Data security firm VASCO Data Security International (Nasdaq: VDSI) has been trampled pretty hard by the global economy crisis of the last several years. The stock is but a shell of its former glory, including a brief stint in the lower-$40s price range in 2007, and operations haven't done any better.

But the company is finally showing some signs of life again. Fourth-quarter sales inched up 3% year-over-year to $33 million fueling a 38% earnings jump to $0.17 per diluted share. Analysts had been looking for slightly higher revenue but would have settled for just $0.08 in EPS, and revenue guidance for 20% growth in 2011 was in line with estimates.

The strong sales estimate comes from a position of certainty, because Vasco is funneling a high volume of proposals into signed orders. That gives management excellent visibility into coming conquests -- much of what will be booked as revenue in the coming quarters is already jotted down in the order books.

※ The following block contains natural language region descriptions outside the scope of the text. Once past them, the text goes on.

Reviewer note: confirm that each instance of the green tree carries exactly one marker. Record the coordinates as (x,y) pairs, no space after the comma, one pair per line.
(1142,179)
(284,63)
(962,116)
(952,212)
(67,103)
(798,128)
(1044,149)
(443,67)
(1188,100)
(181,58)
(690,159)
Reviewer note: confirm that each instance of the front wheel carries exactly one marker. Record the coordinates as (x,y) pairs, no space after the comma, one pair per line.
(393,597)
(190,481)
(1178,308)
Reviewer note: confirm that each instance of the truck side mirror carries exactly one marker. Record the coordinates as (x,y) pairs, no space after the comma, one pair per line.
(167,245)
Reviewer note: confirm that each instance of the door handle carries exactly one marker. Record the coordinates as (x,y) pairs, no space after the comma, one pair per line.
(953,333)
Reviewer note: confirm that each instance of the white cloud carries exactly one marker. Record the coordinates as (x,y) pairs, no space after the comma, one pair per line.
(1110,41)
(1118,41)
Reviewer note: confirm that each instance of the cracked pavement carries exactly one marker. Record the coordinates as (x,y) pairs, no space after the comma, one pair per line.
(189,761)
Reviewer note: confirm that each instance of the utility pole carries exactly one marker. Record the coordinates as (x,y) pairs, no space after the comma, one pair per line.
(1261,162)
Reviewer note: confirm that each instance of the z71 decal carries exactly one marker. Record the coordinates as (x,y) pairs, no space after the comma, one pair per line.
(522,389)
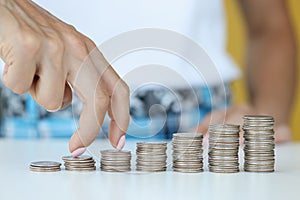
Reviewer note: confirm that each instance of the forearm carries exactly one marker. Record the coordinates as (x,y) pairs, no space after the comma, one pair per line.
(272,73)
(271,58)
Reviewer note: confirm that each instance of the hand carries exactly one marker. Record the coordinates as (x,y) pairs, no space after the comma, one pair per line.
(234,115)
(47,57)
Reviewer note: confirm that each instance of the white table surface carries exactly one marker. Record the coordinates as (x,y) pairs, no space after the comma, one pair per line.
(17,182)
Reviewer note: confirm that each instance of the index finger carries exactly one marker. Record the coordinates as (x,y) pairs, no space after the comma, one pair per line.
(118,92)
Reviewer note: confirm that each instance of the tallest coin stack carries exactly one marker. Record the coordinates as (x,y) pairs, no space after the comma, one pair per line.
(259,143)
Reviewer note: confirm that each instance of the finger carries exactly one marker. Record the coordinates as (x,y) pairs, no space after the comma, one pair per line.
(48,88)
(118,109)
(87,85)
(119,93)
(19,76)
(67,100)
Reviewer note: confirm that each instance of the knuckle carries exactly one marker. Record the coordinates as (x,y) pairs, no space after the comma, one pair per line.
(123,90)
(28,42)
(55,44)
(16,88)
(102,101)
(50,103)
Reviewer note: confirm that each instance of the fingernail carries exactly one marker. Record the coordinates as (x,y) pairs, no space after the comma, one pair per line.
(121,143)
(78,152)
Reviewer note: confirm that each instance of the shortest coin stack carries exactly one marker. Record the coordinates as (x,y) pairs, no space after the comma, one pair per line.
(259,143)
(45,166)
(223,148)
(151,157)
(115,161)
(81,163)
(187,152)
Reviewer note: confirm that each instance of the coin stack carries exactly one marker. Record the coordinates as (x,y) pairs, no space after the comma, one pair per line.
(81,163)
(115,161)
(259,143)
(223,148)
(45,166)
(187,152)
(151,157)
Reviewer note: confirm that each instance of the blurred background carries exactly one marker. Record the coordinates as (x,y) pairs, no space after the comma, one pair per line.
(235,46)
(12,124)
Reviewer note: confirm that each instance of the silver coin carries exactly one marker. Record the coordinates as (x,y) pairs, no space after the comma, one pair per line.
(80,158)
(45,164)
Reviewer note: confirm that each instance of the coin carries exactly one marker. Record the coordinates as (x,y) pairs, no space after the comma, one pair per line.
(81,163)
(223,148)
(45,166)
(187,152)
(115,161)
(151,156)
(259,143)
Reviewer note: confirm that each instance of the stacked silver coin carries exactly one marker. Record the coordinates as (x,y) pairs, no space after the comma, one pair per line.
(115,161)
(223,148)
(151,157)
(45,166)
(259,143)
(81,163)
(187,152)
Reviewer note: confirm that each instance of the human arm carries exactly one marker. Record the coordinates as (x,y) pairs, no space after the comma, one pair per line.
(47,57)
(271,66)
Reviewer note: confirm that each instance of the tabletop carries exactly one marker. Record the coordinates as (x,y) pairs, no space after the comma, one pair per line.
(18,182)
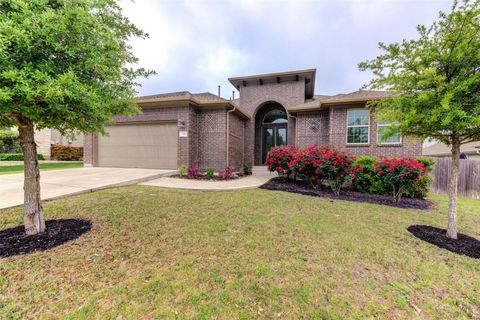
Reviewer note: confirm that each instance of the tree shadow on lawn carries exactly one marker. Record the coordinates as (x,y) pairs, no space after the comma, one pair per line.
(464,245)
(14,241)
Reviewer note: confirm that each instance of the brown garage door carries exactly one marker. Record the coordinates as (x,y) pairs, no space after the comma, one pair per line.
(139,146)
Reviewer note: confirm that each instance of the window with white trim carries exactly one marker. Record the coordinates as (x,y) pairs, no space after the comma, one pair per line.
(358,126)
(382,127)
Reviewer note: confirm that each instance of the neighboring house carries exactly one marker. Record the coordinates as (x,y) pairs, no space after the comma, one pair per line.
(470,150)
(273,109)
(46,137)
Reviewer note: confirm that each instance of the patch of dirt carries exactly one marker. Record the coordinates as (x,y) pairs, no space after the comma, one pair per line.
(215,178)
(302,187)
(14,241)
(464,245)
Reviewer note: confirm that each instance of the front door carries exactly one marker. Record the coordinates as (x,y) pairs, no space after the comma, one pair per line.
(273,135)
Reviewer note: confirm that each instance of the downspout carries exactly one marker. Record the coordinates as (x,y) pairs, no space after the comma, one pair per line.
(296,128)
(228,134)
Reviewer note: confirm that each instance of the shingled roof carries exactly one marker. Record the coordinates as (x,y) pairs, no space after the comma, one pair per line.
(203,99)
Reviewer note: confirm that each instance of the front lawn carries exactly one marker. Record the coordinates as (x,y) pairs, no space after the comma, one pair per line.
(42,166)
(162,253)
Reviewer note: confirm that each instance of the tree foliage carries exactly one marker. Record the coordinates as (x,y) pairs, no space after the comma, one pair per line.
(436,78)
(436,84)
(66,64)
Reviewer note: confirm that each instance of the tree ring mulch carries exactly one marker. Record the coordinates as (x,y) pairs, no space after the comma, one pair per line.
(301,187)
(14,241)
(464,245)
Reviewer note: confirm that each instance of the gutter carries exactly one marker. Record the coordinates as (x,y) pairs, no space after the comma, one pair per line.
(296,128)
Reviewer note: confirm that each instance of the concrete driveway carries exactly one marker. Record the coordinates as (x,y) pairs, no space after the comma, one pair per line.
(58,183)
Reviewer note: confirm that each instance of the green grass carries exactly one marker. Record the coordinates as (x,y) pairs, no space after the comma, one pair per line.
(168,254)
(43,166)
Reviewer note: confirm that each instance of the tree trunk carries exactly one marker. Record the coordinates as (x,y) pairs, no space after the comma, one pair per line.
(32,207)
(453,190)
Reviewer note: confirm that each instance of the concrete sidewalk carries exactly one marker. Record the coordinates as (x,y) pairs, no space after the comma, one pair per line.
(58,183)
(259,177)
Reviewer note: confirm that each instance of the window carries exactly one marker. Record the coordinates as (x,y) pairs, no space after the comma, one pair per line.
(381,129)
(275,116)
(358,126)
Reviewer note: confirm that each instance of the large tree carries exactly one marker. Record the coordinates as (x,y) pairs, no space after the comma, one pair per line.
(436,81)
(66,65)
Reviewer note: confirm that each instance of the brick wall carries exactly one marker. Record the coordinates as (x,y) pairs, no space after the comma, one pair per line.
(236,137)
(338,137)
(288,94)
(312,128)
(212,138)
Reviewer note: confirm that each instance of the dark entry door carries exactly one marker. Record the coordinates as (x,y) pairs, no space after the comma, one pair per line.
(273,135)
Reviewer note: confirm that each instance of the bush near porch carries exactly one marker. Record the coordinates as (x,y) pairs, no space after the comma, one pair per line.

Electronic signatures and Internet identity management may sound like boring businesses, but they're becoming an important part of everyday life for consumers and corporations alike. When was the last time you made it through an entire week without seeing headlines about data theft or large-scale hacking attacks, with or without Julian Assange's involvement? Exactly.

That's why Intel (Nasdaq: INTC) is buying security firm McAfee (NYSE: MFE) -- as misguided as that big-ticket move is when coming from a chip specialist -- and why smaller players Fortinet (Nasdaq: FTNT) and SourceFire (Nasdaq: FIRE) always seem to have buyout rumors swirling around them. And that's exactly where Vasco makes a living, making it a potential acquisition target as well.

Maybe that's why our Stock Advisor team remained patient with Vasco's foibles through the dark days of European misery -- or perhaps they simply saw an end to the banking problems.